Eserciti di frettolosi illusi hanno chiesto mobilitazioni su ogni tema,
non capendo che il “fronte” è da aggredire nella sua globalità; in
questo Paese, certo “starnazzo politico” popolare ha sempre distrutto
ogni possibilità seria di rivalsa.
Che
fare?
Opinionisti e opinionari non sono la stessa cosa e scomporci in mille
temi per mille individualismi è il più grosso favore che si possa fare
ai nostri ignobili politici.
C’è
chi, pensandosi paladino, s’illude di poter lottare entrando nei
partiti.
C’è
chi non avendo arte né parte, improvvisa i natali d’improbabili partiti
nuovi.
C’è
chi non vota, ma anche in questo caso siamo nel solito Paese dei
“distinguo”; infatti, c’è chi non vota rimanendo a casa, poi c’è chi
crede di non votare inserendo la scheda bianca o nulla e c’è chi
vagheggia che milioni di elettori, al seggio, mettano a verbale la loro
volontà di non voto. La maggioranza di non votanti darebbe scacco al
gioco dei partiti, ma sembra difficile capirlo.
Infine, cos’altro fare se non sgomente spallucce circa i creduloni che raccolgono
firme e promuovono petizioni e referendum?
Insomma, sia pure accomunati da un diffuso sentimento di reazione, siamo
una società ridotta in schiavitù a cui si aggiunge la beffa di molti
individui che si osannano quali liberi.
Che
fare?
In una
democrazia falsa come la nostra, solo la politica può battere la
politica.
Niente
sfoghi, niente improvvisazioni e niente scorciatoie!

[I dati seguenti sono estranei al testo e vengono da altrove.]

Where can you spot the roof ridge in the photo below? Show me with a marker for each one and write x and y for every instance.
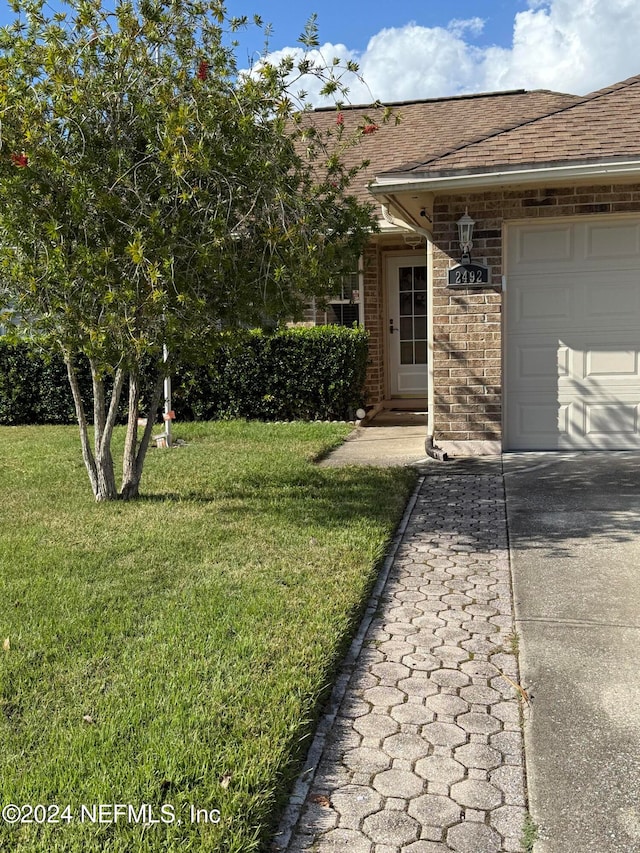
(444, 99)
(593, 96)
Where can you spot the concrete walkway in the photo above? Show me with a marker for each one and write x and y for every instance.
(574, 525)
(421, 747)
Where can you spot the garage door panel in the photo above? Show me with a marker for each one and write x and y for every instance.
(572, 359)
(611, 363)
(539, 361)
(612, 242)
(548, 301)
(615, 304)
(611, 419)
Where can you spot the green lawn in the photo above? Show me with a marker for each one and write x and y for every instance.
(173, 651)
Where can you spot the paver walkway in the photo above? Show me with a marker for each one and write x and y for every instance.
(421, 748)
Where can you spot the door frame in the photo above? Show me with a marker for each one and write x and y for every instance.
(412, 258)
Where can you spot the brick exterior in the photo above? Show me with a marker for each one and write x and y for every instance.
(467, 357)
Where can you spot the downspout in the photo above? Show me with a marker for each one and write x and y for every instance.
(429, 445)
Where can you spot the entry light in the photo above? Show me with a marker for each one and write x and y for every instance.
(465, 233)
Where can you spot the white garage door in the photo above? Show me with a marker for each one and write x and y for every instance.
(572, 355)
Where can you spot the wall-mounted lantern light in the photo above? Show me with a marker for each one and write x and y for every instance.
(465, 233)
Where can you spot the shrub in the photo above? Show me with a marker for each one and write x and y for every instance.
(291, 374)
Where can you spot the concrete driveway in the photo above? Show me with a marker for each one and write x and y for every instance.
(574, 528)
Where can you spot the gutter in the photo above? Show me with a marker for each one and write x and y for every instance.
(383, 186)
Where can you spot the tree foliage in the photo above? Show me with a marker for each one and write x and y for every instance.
(151, 193)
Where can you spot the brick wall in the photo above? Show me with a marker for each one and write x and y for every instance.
(467, 356)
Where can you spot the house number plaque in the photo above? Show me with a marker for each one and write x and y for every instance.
(469, 275)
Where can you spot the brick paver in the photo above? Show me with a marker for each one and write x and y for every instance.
(424, 753)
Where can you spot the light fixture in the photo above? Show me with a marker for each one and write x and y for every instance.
(465, 233)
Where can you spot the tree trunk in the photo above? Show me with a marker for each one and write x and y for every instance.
(104, 422)
(133, 461)
(87, 455)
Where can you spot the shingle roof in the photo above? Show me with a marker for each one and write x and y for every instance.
(602, 126)
(432, 129)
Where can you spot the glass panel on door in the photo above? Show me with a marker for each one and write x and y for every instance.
(413, 310)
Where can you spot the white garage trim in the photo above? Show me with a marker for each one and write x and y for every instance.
(572, 334)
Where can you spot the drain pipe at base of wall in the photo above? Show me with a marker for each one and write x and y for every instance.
(429, 445)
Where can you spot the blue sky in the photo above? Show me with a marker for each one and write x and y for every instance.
(413, 50)
(354, 22)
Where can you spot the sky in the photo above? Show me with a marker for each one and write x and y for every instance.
(410, 50)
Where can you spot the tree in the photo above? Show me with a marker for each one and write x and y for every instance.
(150, 194)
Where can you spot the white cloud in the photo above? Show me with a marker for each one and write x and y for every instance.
(473, 25)
(557, 44)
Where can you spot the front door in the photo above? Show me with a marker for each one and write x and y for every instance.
(407, 327)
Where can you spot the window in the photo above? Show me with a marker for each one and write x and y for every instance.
(343, 309)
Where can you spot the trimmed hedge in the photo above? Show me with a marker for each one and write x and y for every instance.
(292, 374)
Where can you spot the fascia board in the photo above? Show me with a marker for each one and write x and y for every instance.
(442, 183)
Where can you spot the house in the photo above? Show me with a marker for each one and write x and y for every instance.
(533, 343)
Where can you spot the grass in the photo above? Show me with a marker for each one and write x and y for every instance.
(174, 651)
(529, 834)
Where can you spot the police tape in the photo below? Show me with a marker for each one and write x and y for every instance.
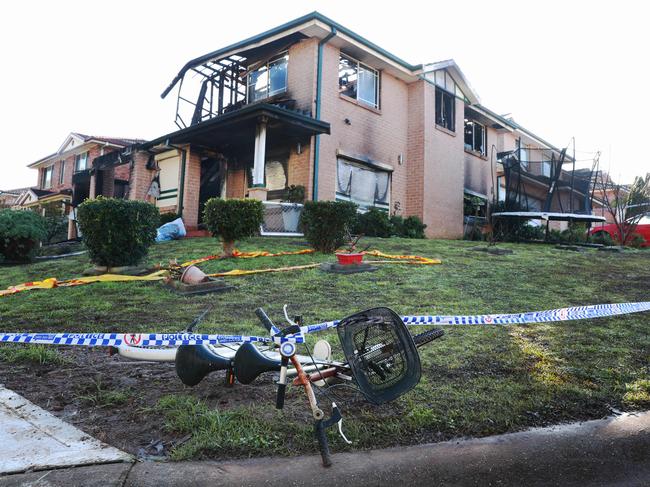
(552, 315)
(176, 339)
(134, 339)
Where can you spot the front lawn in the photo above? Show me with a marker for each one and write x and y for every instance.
(476, 380)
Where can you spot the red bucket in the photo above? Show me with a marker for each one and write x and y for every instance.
(350, 259)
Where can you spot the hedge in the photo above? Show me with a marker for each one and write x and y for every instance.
(325, 223)
(233, 219)
(117, 232)
(20, 233)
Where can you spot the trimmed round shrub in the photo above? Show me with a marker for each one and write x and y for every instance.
(233, 219)
(117, 232)
(374, 223)
(325, 223)
(20, 233)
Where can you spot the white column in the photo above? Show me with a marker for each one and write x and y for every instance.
(260, 154)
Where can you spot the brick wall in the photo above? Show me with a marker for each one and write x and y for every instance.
(140, 177)
(94, 150)
(380, 135)
(301, 73)
(191, 189)
(443, 172)
(480, 171)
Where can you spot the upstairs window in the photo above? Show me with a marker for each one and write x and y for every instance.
(475, 137)
(523, 157)
(61, 171)
(46, 182)
(269, 79)
(445, 110)
(81, 162)
(364, 185)
(358, 81)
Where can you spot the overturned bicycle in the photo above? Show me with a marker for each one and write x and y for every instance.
(381, 357)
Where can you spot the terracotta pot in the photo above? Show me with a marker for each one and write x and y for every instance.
(193, 275)
(350, 259)
(228, 248)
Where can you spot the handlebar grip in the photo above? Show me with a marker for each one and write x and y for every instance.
(321, 436)
(266, 321)
(279, 399)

Occorre riunire e organizzare il dissenso tenendolo ben lontano da azioni
illusorie e vanitosi individualismi.
Un
progetto politico popolare valido si muove per una strada in salita
molto lunga che affianca la maturazione personale, la crescita
culturale, la consapevolezza e il senso di efficacia e di strategia.
Strade
illusoriamente semplici e veloci rendono fallimentare all’infinto ogni
azione popolare di rivalsa; esse sono esaltate da chi non ha tempra né
altre virtù per partecipare a una reazione seria.